The ability for this clerkship to be optional also allows students who are genuinely interested to enroll. This course would be particularly useful to students who are interested in pursuing Family Medicine, Internal Medicine, Sports Medicine, Orthopedic Surgery, Psychiatry, and Addiction Medicine, among others. Additionally, this course would be required for the medical school opioid curriculum but would also be available for all other students.
The University of Massachusetts Medical School currently offers a four-year “Opioid Conscious Curriculum” which includes the use of standardized patient cases, opportunities to interact with patients with substance use histories and facing addiction, and interdisciplinary learning. Programs such as this were implemented in the state of Massachusetts after the number of deaths from accidental overdoses doubled between 2012 and 2015. Longitudinal curriculums such as this should be adopted by more medical schools throughout the country.63
Implementing multifaceted curricula to educate both undergraduate and medical students about the management and prevention of substance use disorders is crucial to improving physician prescribing patterns of opioids and the overall state of the epidemic. By utilizing the proposed approaches, students at both levels will build a strong foundation in basic science while also gaining hands-on experience in various fields.
The undergraduate certification program attempts to introduce students to the many factors incorporated into the current epidemic and expose them to current interventions being utilized to help alleviate further harm.
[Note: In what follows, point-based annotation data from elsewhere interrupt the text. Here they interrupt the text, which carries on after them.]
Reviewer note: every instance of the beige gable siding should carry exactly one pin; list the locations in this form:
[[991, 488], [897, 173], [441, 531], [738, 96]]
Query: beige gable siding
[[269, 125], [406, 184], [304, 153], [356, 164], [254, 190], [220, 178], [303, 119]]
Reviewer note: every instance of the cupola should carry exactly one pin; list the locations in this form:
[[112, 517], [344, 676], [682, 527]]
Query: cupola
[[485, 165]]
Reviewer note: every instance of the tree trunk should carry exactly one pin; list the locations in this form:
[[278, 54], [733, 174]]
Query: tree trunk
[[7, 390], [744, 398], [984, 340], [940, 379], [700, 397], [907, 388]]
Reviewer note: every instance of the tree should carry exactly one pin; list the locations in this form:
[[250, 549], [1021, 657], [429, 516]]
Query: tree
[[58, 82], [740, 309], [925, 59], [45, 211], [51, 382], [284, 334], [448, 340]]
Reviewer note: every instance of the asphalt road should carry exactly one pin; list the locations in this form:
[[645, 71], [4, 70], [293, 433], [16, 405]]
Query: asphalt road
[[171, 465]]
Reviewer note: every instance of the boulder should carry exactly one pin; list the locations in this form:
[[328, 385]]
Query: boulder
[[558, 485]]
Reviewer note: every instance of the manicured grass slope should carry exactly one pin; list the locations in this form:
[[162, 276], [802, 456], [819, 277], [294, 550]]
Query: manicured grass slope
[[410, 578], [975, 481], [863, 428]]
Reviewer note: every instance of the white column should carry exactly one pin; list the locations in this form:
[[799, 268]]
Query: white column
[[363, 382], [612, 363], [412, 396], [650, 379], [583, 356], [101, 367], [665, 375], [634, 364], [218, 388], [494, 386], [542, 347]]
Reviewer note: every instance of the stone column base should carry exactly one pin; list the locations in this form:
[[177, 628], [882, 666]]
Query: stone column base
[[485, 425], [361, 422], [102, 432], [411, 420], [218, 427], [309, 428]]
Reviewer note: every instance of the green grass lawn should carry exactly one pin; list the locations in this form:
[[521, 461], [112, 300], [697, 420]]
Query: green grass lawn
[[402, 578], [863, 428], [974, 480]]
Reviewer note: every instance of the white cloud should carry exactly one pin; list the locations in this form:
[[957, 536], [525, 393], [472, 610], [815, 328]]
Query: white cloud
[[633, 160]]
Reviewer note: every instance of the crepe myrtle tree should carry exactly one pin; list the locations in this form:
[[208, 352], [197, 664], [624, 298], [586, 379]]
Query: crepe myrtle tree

Given the relatively limited knowledge base of undergraduate students in these fields, we believe our proposed program includes the correct balance between introduction to and education on these issues.
Through experiential learning, students will observe responsible prescribing patterns of analgesics and be able to apply what they have learned during their standardized patient sessions. Engagement in community service provides in-depth understanding of individuals with substance use disorders and their specific needs, thus improving and enhancing care of these patients. The scholarly research discipline will promote students’ critical thinking skills, compelling them to identify issues and determine means of improvement. This will not only enhance their own knowledge of the opioid epidemic but also opens the opportunity to improve the education of their peers should they choose to work on QI projects. Finally, a virtual clerkship for medical students will provide them with the necessary knowledge to practice safe prescribing habits once they become residents. Upon graduating, those who participate in this curriculum will be well-equipped to manage cases of substance use disorders and practice responsible prescription of opioids, both of which are imperative in combating the opioid epidemic.
There is no single solution that can be used to completely eliminate the opioid epidemic. However, we believe that educating future healthcare professionals will be an effective and efficient way to improve the lives of those suffering through the epidemic and help save future lives.